Kita sedang memikirkan tentang sesuatu yang lain samasekali dan kita harus memahaminya
bukan secara verbal melainkan di dalam hati sanubari kita, langsung pada
urat-akar diri kita. Di negeri Cina kuno sebelum seniman mulai melukis sesuatu
- sebuah pohon, misalkan - ia akan duduk di depannya berhari-hari,
berbulan-bulan, bertahun-tahun, tak peduli seberapa lamanya, sampai ia adalah pohon itu. Ia tidak mengidentifikasikan
dirinya dengan pohon itu tetapi ia adalah pohon itu. Ini berarti bahwa diantara
dia dan pohon itu tak ada ruang, diantara yang mengobservasi dan yang diobservasi
tak ada ruang, tak ada orang yang mengalami, yang sedang mengalami keindahan,
gerak, bayangan, makna sehelai daun, kualitas warnanya. Ia adalah pohon itu
secara menyeluruh, dan baru dalam keadaan yang demikian itulah ia dapat
melukis.
Setiap
gerak dari pihak yang mengobservasi, bila ia belum menyadari bahwa yang
mengobservasi adalah yang diobservasi, hanyalah menciptakan serentetan citra
lain dan iapun tertangkap lagi oleh citra itu. Tetapi apakah yang terjadi pada
waktu yang mengobservasi sadar bahwa yang mengobservasi adalah yang
diobservasi? Jalanlah perlahan-lahan, sangat perlahan-lahan, karena yang kita
selidiki sekarang adalah sesuatu yang sangat kompleks. Apakah yang terjadi?

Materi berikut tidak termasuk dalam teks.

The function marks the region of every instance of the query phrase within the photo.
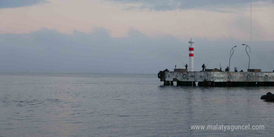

Yang mengobservasi tak berbuat apa-apa samasekali. Yang mengobservasi selalu
berkata "Aku harus berbuat sesuatu terhadap citra-citra ini, aku harus
menekannya atau memberinya bentuk lain", ia selalu aktif terhadap yang
diobservasi, beraksi dan bereaksi dengan semangat yang meluap atau secara
iseng, dan tindakan suka dan tak suka dari pihak yang mengobservasi disebut tindakan
yang positif - "Aku suka, sebab itu aku harus menahan. Aku tak suka, sebab
itu aku harus membuang". Tetapi bila yang mengobservasi menyadari bahwa
sesuatu yang hendak ditindaknya itu adalah dirinya sendiri, maka tak ada
konflik antara dirinya sendiri dan si citra. Ia adalah citra itu.
Ia tak terpisah dari itu. Pada waktu ia terpisah, ia bertindak atau berusaha
bertindak terhadap yang diobservasi, tetapi bila yang mengobservasi menyadari
bahwa ia adalah itu,
maka tak ada rasa suka atau tak suka dan konflikpun lenyaplah.
Karena
apa lagi yang harus diperbuatnya? Bila sesuatu itu adalah Anda, apa yang dapat Anda perbuat? Anda
tak dapat berontak terhadapnya atau lari darinya atau bahkan menerimanya. Ia ada disitu. Maka semua aksi yang dihasilkan oleh
reaksi terhadap rasa suka atau tak suka berakhirlah.